I have these visions of going back to the YMCA and lifting my weights and seeing my buff arms and feeling totally energized. I was watching Survivor tonight and seeing the challenges and thinking: "Hey, we did that in Heat class!" It....will...happen....again. For now it's just so hard not having the energy to do those things, but so desperately wanting to. I miss fitness!! I can't explain it but I truly want to run so badly. But for now the bowling ball in my crotch is holding me back. Instead my 1-2 miles walks will have to do. And at this point, my main motivation for walking is to move baby down and help get me ready for labor. I remember feeling so miserable at 9 months with Amelia that I felt like a million bucks immediately post partum- sleep deprivation, sore nipples and all! I can only dream of sore nipples now.... I cannot wait! Oh yeah and then the baby. What's his name?
I just keep telling myself: my ass is smaller than it was with the other two pregnancies. I know I sound vain. Probably because I am. LOL My ass is one of the few things that brings me joy about my physical body at this point. I may have a "multiples" belly, but by God my ass is doing okay. Every day I lose a little bit more of my ankles. The fluff is taking over. Invading the boney parts. But enough about me...

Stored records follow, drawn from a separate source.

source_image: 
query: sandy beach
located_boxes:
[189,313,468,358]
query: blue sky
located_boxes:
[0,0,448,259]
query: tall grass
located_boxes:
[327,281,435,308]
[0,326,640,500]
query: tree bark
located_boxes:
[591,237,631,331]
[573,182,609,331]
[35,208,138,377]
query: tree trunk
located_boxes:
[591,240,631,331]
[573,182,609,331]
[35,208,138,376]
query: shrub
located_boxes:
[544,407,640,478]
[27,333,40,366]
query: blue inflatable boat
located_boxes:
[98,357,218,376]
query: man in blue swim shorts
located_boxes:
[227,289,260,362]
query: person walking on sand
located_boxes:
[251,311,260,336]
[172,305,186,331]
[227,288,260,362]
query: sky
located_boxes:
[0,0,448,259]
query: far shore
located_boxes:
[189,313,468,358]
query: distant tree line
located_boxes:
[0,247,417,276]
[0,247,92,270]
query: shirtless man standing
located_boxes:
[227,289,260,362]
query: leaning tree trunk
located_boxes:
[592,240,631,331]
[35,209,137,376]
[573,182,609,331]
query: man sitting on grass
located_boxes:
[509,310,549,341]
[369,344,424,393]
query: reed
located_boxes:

Tomorrow is Halloween. I'm going to the Fall Festival at the kid's preschool and helping out with games. Let's hope no poor soul decides to make a questionable comment about my belly. God help them. I'm in no mood. I can see myself smacking someone and running out with my kids. Then we have a parade at 5pm in our neighborhood. Then a cookout. Then Trick or Treating. A nap is definitely in order. Yowza.